Media Pakistan yang mengutip SBP melaporkan bahwa total utang dan kewajiban negara tersebut melampaui PKR 50.5 triliun ($286 miliar) pada bulan September 2021. Ini jauh lebih besar dari PDB Pakistan sebesar $261.72 miliar.
Utang luar negeri Pakistan juga melonjak menjadi $127 miliar pada tahun 2021, lompatan besar dari $95.2 miliar pada Juni 2018.
Pakistan hampir jatuh ke dalam perangkap utang China akibat proyek Koridor Ekonomi China-Pakistan (CPEC) senilai $62 miliar.
Dengan janji untuk membangun Naya Pakistan (Pakistan Baru), Perdana Menteri Imran mulai berkuasa pada bulan Agustus 2018. Selama periodenya, utang luar negeri melonjak sebesar $32 miliar.
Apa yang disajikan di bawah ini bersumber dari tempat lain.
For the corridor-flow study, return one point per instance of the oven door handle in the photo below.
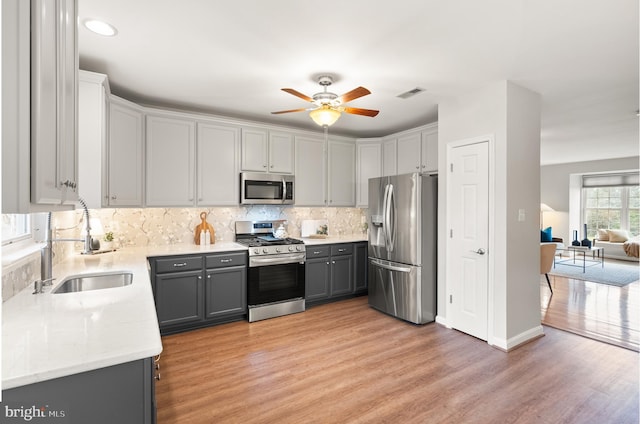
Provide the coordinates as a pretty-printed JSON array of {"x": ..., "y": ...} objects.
[{"x": 289, "y": 259}]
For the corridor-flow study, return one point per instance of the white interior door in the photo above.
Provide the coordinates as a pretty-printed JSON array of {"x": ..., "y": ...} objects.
[{"x": 469, "y": 216}]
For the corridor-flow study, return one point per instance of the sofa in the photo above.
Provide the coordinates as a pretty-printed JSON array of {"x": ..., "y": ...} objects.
[{"x": 616, "y": 243}]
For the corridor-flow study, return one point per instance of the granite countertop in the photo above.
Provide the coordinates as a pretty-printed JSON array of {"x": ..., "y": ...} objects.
[{"x": 47, "y": 336}]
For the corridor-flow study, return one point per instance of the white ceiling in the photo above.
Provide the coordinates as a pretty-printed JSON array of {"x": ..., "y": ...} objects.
[{"x": 232, "y": 58}]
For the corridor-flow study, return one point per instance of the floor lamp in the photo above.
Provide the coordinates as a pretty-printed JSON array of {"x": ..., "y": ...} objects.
[{"x": 544, "y": 208}]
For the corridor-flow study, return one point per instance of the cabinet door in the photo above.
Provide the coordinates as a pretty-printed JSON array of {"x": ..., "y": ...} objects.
[
  {"x": 389, "y": 157},
  {"x": 226, "y": 291},
  {"x": 170, "y": 161},
  {"x": 429, "y": 151},
  {"x": 218, "y": 159},
  {"x": 179, "y": 297},
  {"x": 409, "y": 153},
  {"x": 342, "y": 178},
  {"x": 54, "y": 76},
  {"x": 317, "y": 279},
  {"x": 310, "y": 185},
  {"x": 125, "y": 155},
  {"x": 281, "y": 153},
  {"x": 368, "y": 165},
  {"x": 361, "y": 267},
  {"x": 254, "y": 150},
  {"x": 341, "y": 275}
]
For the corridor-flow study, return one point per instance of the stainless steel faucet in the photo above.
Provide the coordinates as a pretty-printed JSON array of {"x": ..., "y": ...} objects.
[{"x": 46, "y": 254}]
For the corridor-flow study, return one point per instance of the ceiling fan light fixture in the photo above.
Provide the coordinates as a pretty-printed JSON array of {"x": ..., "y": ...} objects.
[{"x": 325, "y": 115}]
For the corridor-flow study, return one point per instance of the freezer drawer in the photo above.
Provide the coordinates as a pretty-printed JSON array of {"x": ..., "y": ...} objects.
[{"x": 399, "y": 290}]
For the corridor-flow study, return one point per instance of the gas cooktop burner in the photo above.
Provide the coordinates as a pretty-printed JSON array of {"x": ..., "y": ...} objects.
[
  {"x": 266, "y": 241},
  {"x": 260, "y": 234}
]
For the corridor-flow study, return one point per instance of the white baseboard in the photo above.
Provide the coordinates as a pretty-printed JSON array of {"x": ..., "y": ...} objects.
[{"x": 518, "y": 339}]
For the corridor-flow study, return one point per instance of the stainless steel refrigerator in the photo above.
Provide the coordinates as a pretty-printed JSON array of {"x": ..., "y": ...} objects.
[{"x": 402, "y": 220}]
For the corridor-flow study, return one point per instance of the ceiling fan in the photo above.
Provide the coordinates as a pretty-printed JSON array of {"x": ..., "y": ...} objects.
[{"x": 329, "y": 106}]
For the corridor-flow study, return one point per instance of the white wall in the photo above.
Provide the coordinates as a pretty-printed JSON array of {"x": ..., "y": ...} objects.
[
  {"x": 555, "y": 191},
  {"x": 511, "y": 116}
]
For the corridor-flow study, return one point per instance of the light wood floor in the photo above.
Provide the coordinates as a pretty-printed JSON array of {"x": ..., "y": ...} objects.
[
  {"x": 347, "y": 363},
  {"x": 600, "y": 311}
]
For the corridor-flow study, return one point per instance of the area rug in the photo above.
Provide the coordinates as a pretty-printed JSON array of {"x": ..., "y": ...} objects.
[{"x": 615, "y": 273}]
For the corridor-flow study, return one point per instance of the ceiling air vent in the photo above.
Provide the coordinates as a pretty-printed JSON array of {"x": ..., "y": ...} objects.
[{"x": 411, "y": 93}]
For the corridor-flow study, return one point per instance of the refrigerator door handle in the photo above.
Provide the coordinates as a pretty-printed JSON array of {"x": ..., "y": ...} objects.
[
  {"x": 391, "y": 217},
  {"x": 390, "y": 267},
  {"x": 385, "y": 224}
]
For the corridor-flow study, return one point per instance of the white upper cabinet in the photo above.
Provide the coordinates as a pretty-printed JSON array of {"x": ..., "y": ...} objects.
[
  {"x": 93, "y": 115},
  {"x": 54, "y": 93},
  {"x": 368, "y": 165},
  {"x": 430, "y": 149},
  {"x": 170, "y": 160},
  {"x": 408, "y": 156},
  {"x": 341, "y": 173},
  {"x": 218, "y": 150},
  {"x": 310, "y": 171},
  {"x": 16, "y": 141},
  {"x": 267, "y": 151},
  {"x": 125, "y": 155},
  {"x": 389, "y": 156},
  {"x": 418, "y": 151},
  {"x": 281, "y": 148}
]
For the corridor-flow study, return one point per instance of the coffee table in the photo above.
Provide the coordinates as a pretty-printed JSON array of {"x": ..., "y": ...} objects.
[{"x": 597, "y": 257}]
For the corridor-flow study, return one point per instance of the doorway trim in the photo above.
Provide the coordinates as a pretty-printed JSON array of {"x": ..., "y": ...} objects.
[{"x": 490, "y": 140}]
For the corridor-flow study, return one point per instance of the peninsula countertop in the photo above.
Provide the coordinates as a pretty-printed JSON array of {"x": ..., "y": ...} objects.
[{"x": 46, "y": 336}]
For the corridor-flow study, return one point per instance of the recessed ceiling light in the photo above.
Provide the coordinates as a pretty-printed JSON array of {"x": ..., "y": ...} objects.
[{"x": 100, "y": 27}]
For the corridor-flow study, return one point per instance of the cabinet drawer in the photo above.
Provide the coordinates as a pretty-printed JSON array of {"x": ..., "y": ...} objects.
[
  {"x": 226, "y": 259},
  {"x": 317, "y": 251},
  {"x": 341, "y": 249},
  {"x": 179, "y": 263}
]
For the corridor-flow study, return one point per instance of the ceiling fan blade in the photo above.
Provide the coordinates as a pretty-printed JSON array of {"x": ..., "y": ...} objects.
[
  {"x": 354, "y": 94},
  {"x": 288, "y": 111},
  {"x": 298, "y": 94},
  {"x": 360, "y": 111}
]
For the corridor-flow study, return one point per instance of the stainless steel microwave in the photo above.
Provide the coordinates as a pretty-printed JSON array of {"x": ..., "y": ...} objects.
[{"x": 258, "y": 188}]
Pada tahun keuangan ini saja, Pakistan harus membayar kembali pinjaman dan bunga senilai $12.4 miliar.
"Semua pinjaman yang telah diambil sekarang, dari sumber apa pun, adalah untuk membayar pinjaman masa lalu," ungkap Qaiser Bengali, seorang ekonom independen, kepada AFP.
"Pada dasarnya ekonomi bangkrut. Pakistan tidak dapat membayar pinjamannya."
Mengetuk pintu pemberi pinjaman telah menjadi pekerjaan utama Perdana Menteri Pakistan setiap dua hingga tiga bulan.
Partai oposisi Pakistan mengatakan Imran dipilih oleh militer Pakistan bukan dipilih oleh rakyat Pakistan. Kekuatan sebenarnya di Pakistan terletak pada militer.
Selain itu, telah terjadi produktivitas pertanian yang rendah, produksi industri yang lebih rendah dan struktur ekonomi politik yang cacat.
Rupee Pakistan (PKR) juga terpukul parah, mencapai PKR 176.37 per dolar AS pada tanggal 21 Februari 2022.